10h du mat, les yeux emplis de soleil, je me mis en quête d’un camping sur les bords du Rhin pour suivre les traces du passé de Fr……. (il avait, étant petit, campé sur les bords du Rhin http://fr.wikipedia.org/wiki/Rhin  et, complément à ces souvenirs, mon père et son frère avaient franchi ce large fleuve à la nage, sous les balles des allemands pendant la seconde guerre mondiale).

Finalement, les indications allemandes étant trop compliquées, je me contentais d’une ballade le long de ce magnifique fleuve après avoir visité Mainz et sa cathédrale. Je m’approchais tant bien que mal de Seligenstadt http://www.grisy.net/article-18556887.html.

Je garde de Frankfort http://fr.wikipedia.org/wiki/Francfort-sur-le-Main un mauvais souvenir. C’est la Défense en plus pollué, du moins ce que j’en ai vu. Cinquante mille autoroutes se croisent et sans comprendre, on se retrouve sur les pistes de l'aéroport. Alors on bifurque, on retrouve sa direction et toujours sans comprendre, on s’aperçoit qu’on a fait un tour gratuit ! Impossible de s’y retrouver ! J’ai vécu un vrai cauchemar à user de l’essence pour ne plus savoir sortir de ce labyrinthe, entre moteurs de camions et avions fendant l’air. Je n’avais jamais vu un tel trafic : c’est l’enfer.

J’ai donc fini par quitter l’autoroute et je suis allée frapper à une porte dans une petite ville. La dame faisait son jardin avec amour et se montra très gentille. Elle appela son mari qui se mit en quatre pour me rendre service. J’étais enfin remise sur les rails et je pouvais repartir bon pied bon œil.

Heureusement que je baragouine un peu le deutsch. Je dois cela à mon père qui avait l’amour des langues mortes ou vives ! Il m’orienta latin, puis section A5 à l’époque, soit trois langues vivantes. J’ai donc des bases de latin, d’allemand, d’anglais et d’espagnol. Mon père, quant à lui parlait couramment sept langues vivantes. Il était doué en tout, un vrai petit génie qui hélas, décéda trop tôt http://www.grisy.net/article-3845772.html  pour nous mais juste à l’heure si l’on s’en réfère au destin du tout à chacun.

Ces bases m’ont été très utiles à maintes reprises. J’ai même été capable de traduire un plan industriel en allemand, moi, la petite secrétaire qui ne payait pas de mine ! Je les ai bien dépannés chez Hispano http://www.grisy.net/article-6764040.html , alors que le traducteur se faisait attendre. Ne cherchez pas le remerciement……… il n’y en n’a pas eu mais je garde au fond de moi cette petite fierté qui m’avait « remué la petite cuiller », comme on dit.

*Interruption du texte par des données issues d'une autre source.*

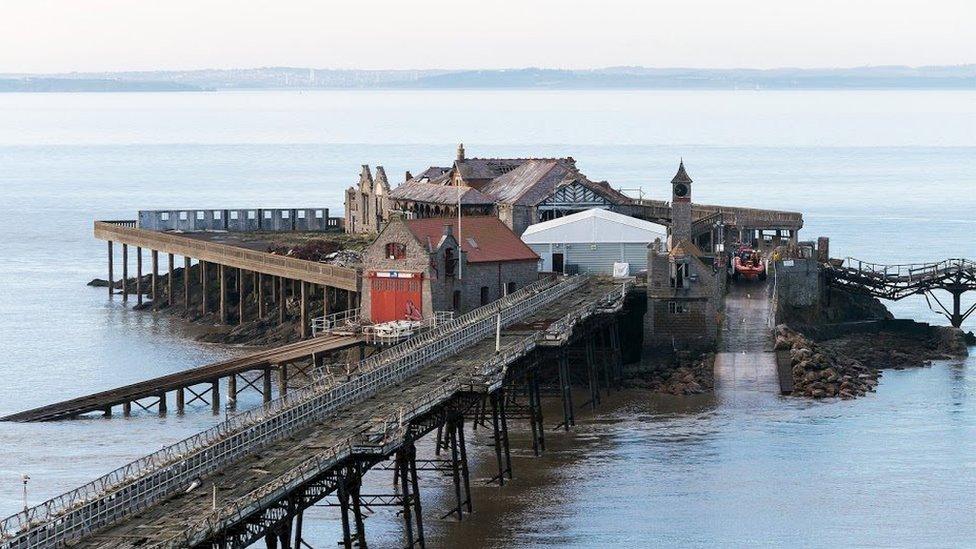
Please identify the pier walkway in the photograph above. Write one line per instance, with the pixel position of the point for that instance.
(745, 370)
(152, 393)
(251, 477)
(894, 282)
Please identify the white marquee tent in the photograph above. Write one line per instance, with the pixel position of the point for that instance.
(593, 241)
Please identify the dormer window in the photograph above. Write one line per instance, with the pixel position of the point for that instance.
(395, 250)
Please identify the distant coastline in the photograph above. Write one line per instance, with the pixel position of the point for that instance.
(960, 77)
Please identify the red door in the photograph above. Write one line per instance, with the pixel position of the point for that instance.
(395, 298)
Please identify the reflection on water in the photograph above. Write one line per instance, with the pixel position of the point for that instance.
(894, 469)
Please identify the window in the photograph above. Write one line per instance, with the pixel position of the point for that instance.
(679, 275)
(395, 250)
(676, 308)
(449, 263)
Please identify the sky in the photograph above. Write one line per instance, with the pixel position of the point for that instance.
(45, 36)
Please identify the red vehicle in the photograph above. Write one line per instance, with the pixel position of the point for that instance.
(748, 264)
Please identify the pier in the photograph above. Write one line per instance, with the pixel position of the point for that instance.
(251, 477)
(894, 282)
(266, 275)
(254, 370)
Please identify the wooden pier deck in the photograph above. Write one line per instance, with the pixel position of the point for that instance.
(207, 374)
(176, 519)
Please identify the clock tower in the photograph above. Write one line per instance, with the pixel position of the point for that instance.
(680, 205)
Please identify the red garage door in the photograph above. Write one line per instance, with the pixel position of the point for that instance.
(395, 298)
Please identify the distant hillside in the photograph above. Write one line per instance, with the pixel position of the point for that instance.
(893, 77)
(31, 84)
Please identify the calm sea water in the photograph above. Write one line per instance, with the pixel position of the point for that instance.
(889, 176)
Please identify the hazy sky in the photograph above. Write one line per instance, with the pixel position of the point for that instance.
(97, 35)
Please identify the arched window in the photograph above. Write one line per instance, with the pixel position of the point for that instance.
(449, 263)
(395, 250)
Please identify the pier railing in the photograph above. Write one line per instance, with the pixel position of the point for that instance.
(232, 256)
(150, 479)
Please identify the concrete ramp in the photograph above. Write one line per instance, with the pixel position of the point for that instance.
(746, 379)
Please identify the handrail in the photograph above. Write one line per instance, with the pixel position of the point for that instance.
(144, 481)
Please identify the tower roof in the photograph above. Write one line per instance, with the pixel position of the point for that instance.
(682, 175)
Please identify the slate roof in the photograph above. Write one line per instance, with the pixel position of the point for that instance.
(483, 238)
(528, 184)
(682, 175)
(433, 174)
(435, 193)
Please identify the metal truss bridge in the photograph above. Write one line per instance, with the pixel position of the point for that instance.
(894, 282)
(251, 477)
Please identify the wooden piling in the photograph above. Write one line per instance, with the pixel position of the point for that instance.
(283, 379)
(267, 385)
(261, 305)
(153, 280)
(125, 272)
(303, 317)
(111, 267)
(186, 283)
(232, 391)
(169, 280)
(240, 296)
(222, 290)
(204, 289)
(139, 275)
(215, 396)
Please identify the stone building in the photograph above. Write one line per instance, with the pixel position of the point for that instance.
(685, 286)
(368, 203)
(519, 191)
(418, 266)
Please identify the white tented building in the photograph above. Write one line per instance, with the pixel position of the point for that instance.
(591, 242)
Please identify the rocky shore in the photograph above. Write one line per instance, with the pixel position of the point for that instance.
(850, 366)
(682, 375)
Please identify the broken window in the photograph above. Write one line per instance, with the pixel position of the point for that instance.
(395, 250)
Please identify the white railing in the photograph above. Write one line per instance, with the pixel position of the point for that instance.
(346, 322)
(148, 480)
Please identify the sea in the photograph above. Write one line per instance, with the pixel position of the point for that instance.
(889, 176)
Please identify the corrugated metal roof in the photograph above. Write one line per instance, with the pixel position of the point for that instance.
(493, 241)
(528, 184)
(438, 194)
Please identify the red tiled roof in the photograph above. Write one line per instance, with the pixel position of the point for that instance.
(483, 238)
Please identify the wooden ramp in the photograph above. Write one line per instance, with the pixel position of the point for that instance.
(210, 373)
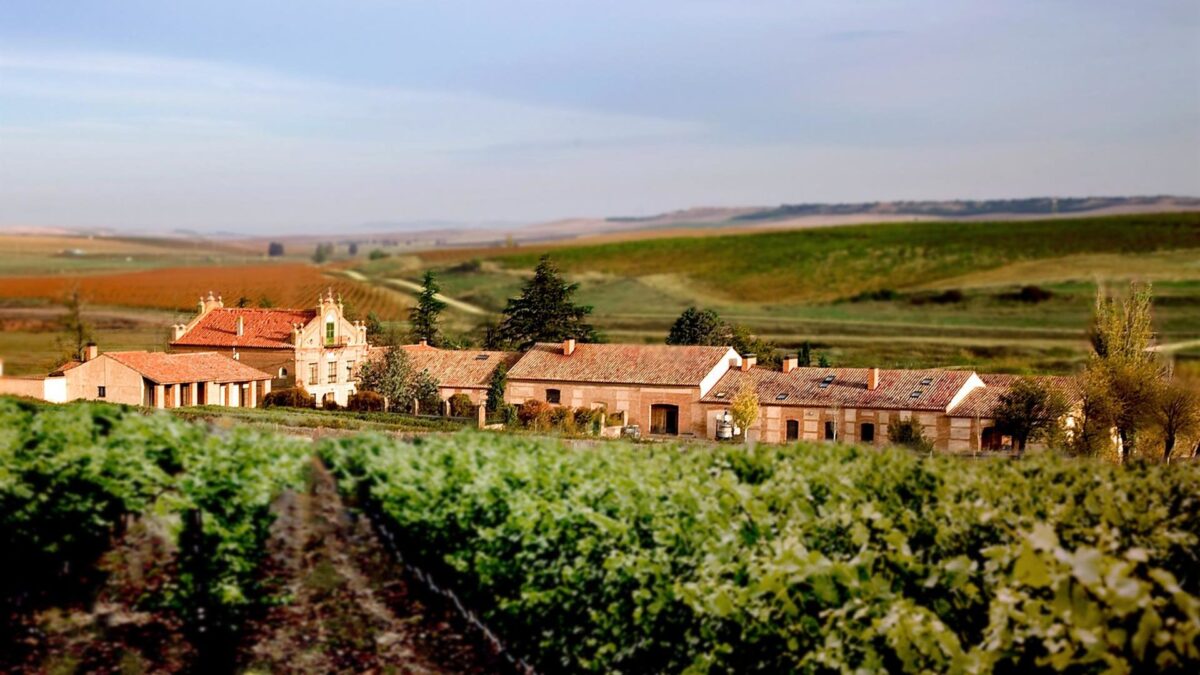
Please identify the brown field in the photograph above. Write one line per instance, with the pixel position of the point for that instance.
(179, 288)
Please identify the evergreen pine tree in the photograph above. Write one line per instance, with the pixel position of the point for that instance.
(427, 312)
(545, 311)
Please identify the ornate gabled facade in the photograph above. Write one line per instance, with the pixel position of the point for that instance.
(318, 348)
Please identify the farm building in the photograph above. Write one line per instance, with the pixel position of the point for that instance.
(316, 348)
(459, 371)
(148, 378)
(853, 405)
(657, 387)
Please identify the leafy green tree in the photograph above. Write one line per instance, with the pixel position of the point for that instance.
(497, 386)
(1031, 410)
(1121, 338)
(699, 327)
(394, 377)
(545, 311)
(425, 317)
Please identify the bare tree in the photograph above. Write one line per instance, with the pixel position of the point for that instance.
(1176, 413)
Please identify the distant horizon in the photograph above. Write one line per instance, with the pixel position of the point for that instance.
(319, 113)
(442, 226)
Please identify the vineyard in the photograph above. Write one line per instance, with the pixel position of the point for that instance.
(642, 559)
(617, 557)
(286, 285)
(73, 477)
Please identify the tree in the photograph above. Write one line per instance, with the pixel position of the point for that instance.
(1030, 410)
(78, 330)
(545, 311)
(910, 434)
(424, 318)
(1121, 338)
(699, 327)
(1176, 413)
(394, 377)
(744, 407)
(497, 386)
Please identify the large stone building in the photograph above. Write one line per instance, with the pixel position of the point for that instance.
(148, 378)
(316, 348)
(657, 387)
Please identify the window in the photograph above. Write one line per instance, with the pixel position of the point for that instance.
(867, 432)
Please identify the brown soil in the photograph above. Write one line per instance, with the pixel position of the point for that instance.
(351, 609)
(345, 607)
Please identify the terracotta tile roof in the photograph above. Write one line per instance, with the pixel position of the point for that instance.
(261, 328)
(619, 364)
(803, 387)
(982, 402)
(457, 368)
(199, 366)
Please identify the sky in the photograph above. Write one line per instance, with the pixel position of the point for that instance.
(310, 115)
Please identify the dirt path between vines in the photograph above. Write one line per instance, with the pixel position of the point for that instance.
(349, 607)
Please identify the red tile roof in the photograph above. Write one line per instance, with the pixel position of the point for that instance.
(460, 369)
(619, 364)
(983, 402)
(803, 387)
(261, 328)
(199, 366)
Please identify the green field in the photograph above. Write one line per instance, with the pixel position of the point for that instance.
(816, 285)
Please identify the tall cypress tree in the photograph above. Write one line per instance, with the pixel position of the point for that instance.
(427, 314)
(545, 311)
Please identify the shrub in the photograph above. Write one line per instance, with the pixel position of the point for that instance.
(910, 434)
(289, 398)
(365, 401)
(534, 413)
(462, 406)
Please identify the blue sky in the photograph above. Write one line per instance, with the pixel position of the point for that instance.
(307, 114)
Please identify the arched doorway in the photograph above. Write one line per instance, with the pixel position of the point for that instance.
(665, 419)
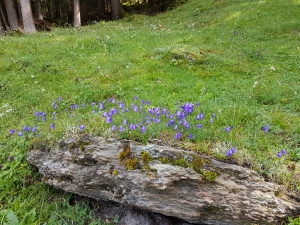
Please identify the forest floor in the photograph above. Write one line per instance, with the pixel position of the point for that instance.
(220, 78)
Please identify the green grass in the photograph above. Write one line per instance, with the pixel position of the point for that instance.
(239, 59)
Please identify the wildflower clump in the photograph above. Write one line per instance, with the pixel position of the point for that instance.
(197, 164)
(146, 158)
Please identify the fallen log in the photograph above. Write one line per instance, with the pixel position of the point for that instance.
(165, 180)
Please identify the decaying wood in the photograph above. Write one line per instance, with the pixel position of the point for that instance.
(90, 167)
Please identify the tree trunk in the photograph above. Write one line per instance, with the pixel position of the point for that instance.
(116, 9)
(19, 13)
(38, 10)
(77, 20)
(49, 10)
(12, 14)
(57, 9)
(84, 13)
(1, 27)
(2, 15)
(28, 22)
(206, 192)
(101, 8)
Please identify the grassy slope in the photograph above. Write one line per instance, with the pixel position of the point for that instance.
(240, 59)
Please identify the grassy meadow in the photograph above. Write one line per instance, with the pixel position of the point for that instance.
(208, 76)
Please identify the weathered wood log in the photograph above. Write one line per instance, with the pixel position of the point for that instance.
(131, 174)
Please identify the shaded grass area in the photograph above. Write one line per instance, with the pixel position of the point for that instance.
(239, 59)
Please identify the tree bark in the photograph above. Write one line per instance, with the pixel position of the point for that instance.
(19, 13)
(12, 14)
(2, 15)
(38, 10)
(202, 190)
(101, 8)
(28, 22)
(57, 9)
(1, 27)
(77, 20)
(49, 10)
(116, 9)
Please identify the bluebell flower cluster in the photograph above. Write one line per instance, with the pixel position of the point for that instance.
(281, 153)
(186, 121)
(230, 152)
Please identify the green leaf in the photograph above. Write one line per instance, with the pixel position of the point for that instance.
(11, 218)
(29, 217)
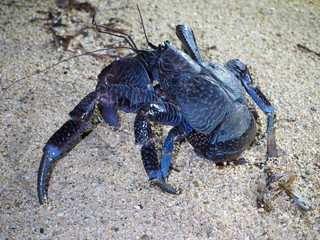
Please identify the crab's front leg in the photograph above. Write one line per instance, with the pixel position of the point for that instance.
(65, 139)
(159, 112)
(118, 96)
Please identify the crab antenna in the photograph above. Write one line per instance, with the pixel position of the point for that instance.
(114, 32)
(55, 64)
(144, 30)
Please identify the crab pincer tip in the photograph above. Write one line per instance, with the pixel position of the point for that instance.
(163, 186)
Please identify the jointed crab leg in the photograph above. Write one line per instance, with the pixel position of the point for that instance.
(158, 112)
(122, 97)
(63, 138)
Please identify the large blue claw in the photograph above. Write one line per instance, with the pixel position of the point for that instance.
(159, 182)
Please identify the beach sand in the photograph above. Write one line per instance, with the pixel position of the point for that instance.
(100, 189)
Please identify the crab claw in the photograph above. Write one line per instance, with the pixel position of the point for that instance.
(42, 175)
(159, 182)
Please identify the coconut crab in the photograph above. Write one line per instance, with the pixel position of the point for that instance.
(205, 103)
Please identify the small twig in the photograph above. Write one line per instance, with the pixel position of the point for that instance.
(302, 47)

Après avoir traversé des km et des km de forets, je trouvais enfin un terrain de camping, tout près de Langen http://www.windowslivetranslator.com/bv.aspx?mkt=fr-FR&dl=fr&lp=de_fr&a=http%3a%2f%2fde.wikipedia.org%2fwiki%2fLangen_%2528Hessen%2529 , ville où un oncle de Fr…. séjournait. C’est très cher dans cette région. Les villes allemandes sont farcies de banques. J’ai visité Langen et j’ai pris des photos pour mon amour. Le centre est mignon, le reste est banal. J’ai vu sur une sonnette le nom de Peter Ro…………. dans la bahnstrasse qui mène à l’église. Au même moment, un homme fermait son portail. Etait t-il de la famille de mon amour ? Je ne le saurais jamais.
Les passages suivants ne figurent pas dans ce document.